# Ever have friends just stop talking to you for no reason?



## Camo9306 (Jul 24, 2014)

So basically I got this ''friend'' that I've known for 5 years already since I was 15 almost (I'm almost 21 now). We were close friends over the last 5 years and he was my ONLY friend left, and I was one of the few friends that he had left. We were good friends, talked almost every day for the last 5 years, managed to hang out almost 2-3 times a week even though we went to different schools and had work and whatnot. We never fought over anything at all, although we had occasional disagreements and arguments, but no serious fights or anything. The last two years got a little busier for both of us, but we still talked almost everyday via texts like always. Last time we met up was in mid-June of this year and everything was cool, I helped him out with work and after that we said ''peace out'' and went home like usual. After that we didn't speak for almost 2 weeks, I just figured he was busy and didn't have time to talk, but when I eventually called I realized I was blocked (phone rang twice and went to voicemail). I tried messaging on facebook (barely use fb at all) and then once I sent the message I realized a short time later that I got blocked on that also. Wow. I tried calling from my home phone....yep....blocked also.
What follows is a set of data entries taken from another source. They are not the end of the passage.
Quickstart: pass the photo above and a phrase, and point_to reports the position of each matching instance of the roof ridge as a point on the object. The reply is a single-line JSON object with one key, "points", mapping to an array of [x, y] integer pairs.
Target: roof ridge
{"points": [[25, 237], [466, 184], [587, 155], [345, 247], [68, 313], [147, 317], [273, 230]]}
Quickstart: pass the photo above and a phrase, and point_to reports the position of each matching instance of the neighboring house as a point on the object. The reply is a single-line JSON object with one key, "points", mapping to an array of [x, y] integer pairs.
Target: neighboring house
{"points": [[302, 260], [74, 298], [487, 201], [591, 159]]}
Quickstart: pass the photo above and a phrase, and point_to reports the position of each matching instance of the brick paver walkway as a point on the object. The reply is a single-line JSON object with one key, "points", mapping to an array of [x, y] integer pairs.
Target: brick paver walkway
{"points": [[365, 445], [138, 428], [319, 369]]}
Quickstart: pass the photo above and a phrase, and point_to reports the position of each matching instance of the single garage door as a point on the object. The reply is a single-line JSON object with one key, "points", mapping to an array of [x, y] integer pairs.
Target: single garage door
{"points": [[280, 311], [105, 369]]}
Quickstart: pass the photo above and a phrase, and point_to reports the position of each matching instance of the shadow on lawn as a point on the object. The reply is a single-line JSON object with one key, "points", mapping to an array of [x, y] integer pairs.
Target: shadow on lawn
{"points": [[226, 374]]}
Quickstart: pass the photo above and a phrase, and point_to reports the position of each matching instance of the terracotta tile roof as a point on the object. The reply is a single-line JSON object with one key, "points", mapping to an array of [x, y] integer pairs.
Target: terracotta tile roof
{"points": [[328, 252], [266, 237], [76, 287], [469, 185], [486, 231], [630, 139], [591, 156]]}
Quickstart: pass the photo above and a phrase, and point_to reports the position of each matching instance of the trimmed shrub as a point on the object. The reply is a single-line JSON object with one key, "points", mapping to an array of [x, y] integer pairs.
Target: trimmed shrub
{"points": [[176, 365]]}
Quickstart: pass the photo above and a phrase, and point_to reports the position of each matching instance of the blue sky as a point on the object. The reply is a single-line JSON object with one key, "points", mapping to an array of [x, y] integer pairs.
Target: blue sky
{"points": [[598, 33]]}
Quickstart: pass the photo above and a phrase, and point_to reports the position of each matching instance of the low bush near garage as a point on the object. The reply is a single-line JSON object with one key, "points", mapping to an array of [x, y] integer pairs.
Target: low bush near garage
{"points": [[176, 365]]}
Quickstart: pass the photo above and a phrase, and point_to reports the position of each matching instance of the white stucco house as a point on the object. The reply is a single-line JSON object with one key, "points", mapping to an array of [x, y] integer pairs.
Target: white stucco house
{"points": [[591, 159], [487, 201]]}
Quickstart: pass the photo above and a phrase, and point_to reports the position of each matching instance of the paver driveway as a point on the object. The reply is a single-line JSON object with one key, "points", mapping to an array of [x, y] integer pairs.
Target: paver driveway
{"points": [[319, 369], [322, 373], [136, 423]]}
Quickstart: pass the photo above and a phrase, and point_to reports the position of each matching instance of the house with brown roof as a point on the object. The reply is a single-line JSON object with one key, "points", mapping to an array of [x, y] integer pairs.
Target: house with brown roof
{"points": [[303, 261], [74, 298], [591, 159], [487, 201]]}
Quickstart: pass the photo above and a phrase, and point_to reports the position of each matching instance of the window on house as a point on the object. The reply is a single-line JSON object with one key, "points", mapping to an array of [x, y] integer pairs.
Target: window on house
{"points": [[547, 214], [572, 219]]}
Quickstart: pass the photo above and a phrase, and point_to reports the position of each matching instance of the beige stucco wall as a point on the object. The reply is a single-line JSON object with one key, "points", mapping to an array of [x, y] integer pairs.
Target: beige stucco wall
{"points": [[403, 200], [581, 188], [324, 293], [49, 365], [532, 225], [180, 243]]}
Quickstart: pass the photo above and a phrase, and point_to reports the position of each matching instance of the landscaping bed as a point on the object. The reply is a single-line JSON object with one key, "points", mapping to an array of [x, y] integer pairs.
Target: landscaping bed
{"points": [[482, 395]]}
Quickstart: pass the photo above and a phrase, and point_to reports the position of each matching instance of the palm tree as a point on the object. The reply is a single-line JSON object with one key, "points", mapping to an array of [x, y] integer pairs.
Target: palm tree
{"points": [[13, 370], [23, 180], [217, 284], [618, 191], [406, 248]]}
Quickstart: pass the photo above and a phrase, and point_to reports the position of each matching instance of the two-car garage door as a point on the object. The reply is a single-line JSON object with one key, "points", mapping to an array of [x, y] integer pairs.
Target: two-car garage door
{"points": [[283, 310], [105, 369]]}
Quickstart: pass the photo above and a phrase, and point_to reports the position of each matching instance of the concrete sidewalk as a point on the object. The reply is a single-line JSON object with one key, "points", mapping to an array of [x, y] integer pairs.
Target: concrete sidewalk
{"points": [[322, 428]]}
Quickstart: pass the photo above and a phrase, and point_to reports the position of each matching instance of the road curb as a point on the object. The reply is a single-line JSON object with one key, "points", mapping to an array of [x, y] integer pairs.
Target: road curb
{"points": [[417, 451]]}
A month passed by already after that happened and I tried calling him just now again from a different number, the guy picks up (it was definitely him, definitely his voice) and I say ''Hey what's up, I just wanted to know what happened and if we're still friends?'' He says ''Who is this, I don't think I know you.'' I say ''Dude, it's me *my name*'' He says again ''Who is this?'' I say again ''It's me bro *my name*, are you trying to be funny or what?''.... This basically went on for about 30 seconds until he finally says ''I think you have the wrong number'' and hangs up. I could tell 100% he wasn't being sincere just by the sound of his voice. Yeah, so I'm kinda baffled as to what this person's problem is. It was definitely him, after knowing the person since April 2009 I'm sure I could recognize his voice any time of the day or night. Never had this happen to me before, and honestly, I'm a bit upset that I've (probably) lost a friend under such weird circumstances. Anyone else ever experience this?....


----------



## masterridley (Jan 20, 2007)

That's ****ed up. I feel for you. Obviously, it's not due to you as you wouldn't have hung out so much if you were weird or anything. And judging from the way you post, you seem like an absolutely normal guy.

So I surmise it's a problem on his part. Never assume that you're the one to blame if you haven't done anything wrong. I know it sucks but you (obviously) have to move on. If he ever gets his **** together, he'll call you. You're not going to get anything by obsessing about it.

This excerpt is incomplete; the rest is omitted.